Here is the graph on $xy-plane$: https://gifyu.com/image/ecLk
Here is the given: Let $S$ be the solid in the first octant that is bounded by the $xy$-plane, $xz$-plane, $2y=x$ and $z=4−x^2−4y^2$
When the solid $S$ is projected on the $xy$-plane. What to do to label the boundary curves and the points of intersection? When graphed, it has been split by $2y=x$ line, do I split it into 2 regions then get the integration formula of both and add? How will I know if it is Type 1 or 2 if not specified?
I think if someone can help with these questions, I can go on answering the actual problems 'cause the beginning part where I am really stuck.
I need to set up an iterated double integral in rectangular coordinates that is equal to the volume of the solid $S$. So, to set them up I need the boundary curves and intersec pts. and to know if it is a Type 1 region (vertical strip) or Type 2 (Horizontal Strip) though I do not know how to get/determine them. Any help or clue is much appreciated.

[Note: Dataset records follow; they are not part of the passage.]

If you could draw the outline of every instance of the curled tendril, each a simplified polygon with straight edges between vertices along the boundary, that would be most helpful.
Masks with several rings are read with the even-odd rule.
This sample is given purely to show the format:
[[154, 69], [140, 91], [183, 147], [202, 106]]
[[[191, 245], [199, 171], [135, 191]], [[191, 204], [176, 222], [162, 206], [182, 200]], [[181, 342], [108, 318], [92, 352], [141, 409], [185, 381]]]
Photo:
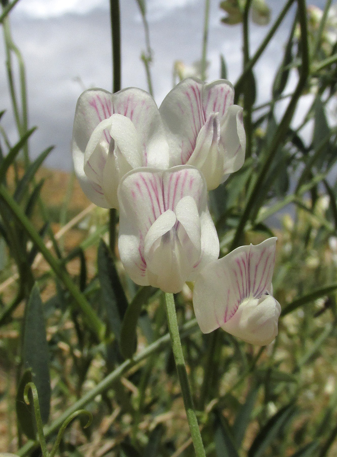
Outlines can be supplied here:
[[56, 452], [56, 451], [57, 450], [57, 448], [59, 446], [60, 442], [61, 442], [61, 440], [62, 439], [63, 434], [65, 431], [66, 428], [74, 419], [75, 419], [78, 417], [78, 416], [79, 416], [80, 414], [85, 414], [88, 417], [88, 421], [85, 425], [83, 426], [83, 428], [86, 429], [87, 427], [88, 427], [90, 425], [90, 424], [92, 422], [92, 414], [91, 412], [89, 412], [88, 411], [87, 411], [85, 409], [79, 409], [77, 411], [76, 411], [75, 412], [73, 412], [72, 414], [71, 414], [70, 416], [66, 418], [65, 420], [64, 420], [63, 423], [62, 424], [61, 428], [58, 431], [58, 433], [57, 434], [57, 436], [56, 437], [56, 440], [54, 443], [54, 446], [53, 446], [53, 448], [50, 451], [49, 457], [54, 457]]

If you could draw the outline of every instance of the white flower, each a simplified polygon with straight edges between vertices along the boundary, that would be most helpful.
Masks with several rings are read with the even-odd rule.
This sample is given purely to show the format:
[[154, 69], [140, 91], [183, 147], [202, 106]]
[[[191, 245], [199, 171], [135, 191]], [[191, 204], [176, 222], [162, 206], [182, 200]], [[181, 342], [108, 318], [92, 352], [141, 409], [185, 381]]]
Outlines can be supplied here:
[[159, 111], [170, 147], [171, 167], [188, 164], [215, 189], [243, 165], [246, 136], [242, 108], [233, 105], [234, 90], [228, 81], [209, 84], [190, 78], [177, 84]]
[[133, 87], [114, 94], [101, 89], [84, 92], [76, 106], [72, 149], [83, 191], [103, 208], [118, 207], [118, 184], [130, 170], [168, 166], [157, 105]]
[[177, 292], [218, 258], [206, 185], [196, 169], [131, 171], [122, 179], [118, 200], [119, 254], [137, 284]]
[[234, 249], [207, 265], [195, 279], [193, 306], [204, 333], [219, 327], [264, 346], [277, 335], [281, 312], [272, 293], [276, 238]]

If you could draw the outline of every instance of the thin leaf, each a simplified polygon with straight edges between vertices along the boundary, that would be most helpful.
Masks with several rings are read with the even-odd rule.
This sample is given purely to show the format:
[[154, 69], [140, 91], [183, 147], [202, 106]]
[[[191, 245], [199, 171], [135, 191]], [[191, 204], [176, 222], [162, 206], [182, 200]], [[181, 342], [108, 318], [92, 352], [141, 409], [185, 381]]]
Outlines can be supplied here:
[[23, 399], [23, 392], [26, 384], [32, 380], [31, 370], [26, 370], [20, 380], [16, 394], [15, 406], [16, 415], [21, 430], [29, 439], [35, 440], [36, 437], [37, 429], [32, 398], [30, 394], [29, 405], [26, 404]]
[[295, 309], [297, 309], [303, 305], [306, 305], [307, 303], [309, 303], [310, 302], [313, 302], [314, 300], [321, 298], [322, 297], [324, 297], [326, 295], [329, 295], [330, 293], [332, 293], [333, 292], [334, 292], [336, 289], [337, 283], [331, 284], [328, 286], [325, 286], [325, 287], [324, 287], [316, 289], [313, 291], [310, 292], [309, 293], [307, 293], [306, 295], [303, 295], [302, 297], [300, 297], [299, 298], [294, 300], [292, 303], [290, 303], [287, 306], [286, 306], [285, 308], [284, 308], [281, 311], [281, 316], [285, 316], [286, 314], [288, 314], [289, 313], [291, 313], [292, 311], [295, 311]]
[[221, 79], [227, 79], [227, 66], [224, 57], [221, 54], [220, 56], [220, 78]]
[[111, 329], [120, 340], [122, 320], [128, 307], [127, 300], [109, 248], [101, 240], [97, 253], [98, 279]]
[[23, 321], [22, 364], [31, 369], [32, 381], [39, 395], [41, 417], [47, 421], [50, 408], [49, 354], [46, 338], [43, 307], [38, 286], [31, 289]]
[[26, 209], [25, 213], [27, 217], [30, 217], [33, 210], [35, 207], [37, 202], [40, 197], [40, 194], [42, 188], [42, 186], [44, 184], [45, 180], [41, 179], [40, 181], [35, 186], [33, 191], [31, 192], [29, 198], [28, 199], [27, 204], [26, 205]]
[[159, 424], [151, 432], [149, 437], [149, 441], [144, 452], [144, 457], [158, 457], [160, 455], [159, 445], [164, 431], [163, 426]]
[[254, 385], [248, 392], [246, 401], [239, 410], [233, 425], [234, 439], [235, 444], [239, 449], [250, 421], [259, 387], [259, 386]]
[[292, 454], [290, 457], [311, 457], [318, 447], [318, 443], [317, 441], [312, 441], [298, 449], [294, 454]]
[[217, 457], [239, 457], [233, 432], [222, 414], [216, 413], [214, 443]]
[[28, 139], [36, 129], [36, 127], [33, 127], [32, 128], [31, 128], [30, 130], [28, 130], [28, 132], [26, 132], [23, 136], [20, 139], [19, 141], [18, 141], [16, 144], [10, 149], [8, 154], [7, 154], [6, 156], [4, 158], [4, 160], [0, 165], [0, 182], [3, 181], [5, 175], [8, 170], [8, 168], [13, 162], [15, 157], [19, 152], [20, 152], [24, 144], [27, 142]]
[[141, 287], [130, 303], [123, 319], [120, 335], [120, 349], [126, 358], [130, 358], [137, 347], [137, 327], [143, 305], [156, 291], [151, 286]]
[[296, 410], [292, 404], [281, 408], [260, 430], [248, 451], [248, 457], [262, 457], [268, 446], [292, 418]]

Using $2y=x$ and/or the $x$ and $y$ intercepts of the ellipse, distinguish between the $x$ and $y$-axes. Remember, the $2y=x$ plane bounds the region of interest, not cut across it. The $xz$-plane contains the $x$-axis, so that is another boundary; the $y$-axis is not. This region in the first octant is also bounded by the given paraboloid.
You can integrate $dydx$ if every line perpendicular to the $x$-axis goes from $y=f(x)$ to $y=g(x)$; $dxdy$ is possible when every line parallel to the $x$-axis goes from $x=f^{-1}(y)$ to $x=g^{-1}(y)$. Only one of these does not require splitting up the region of integration.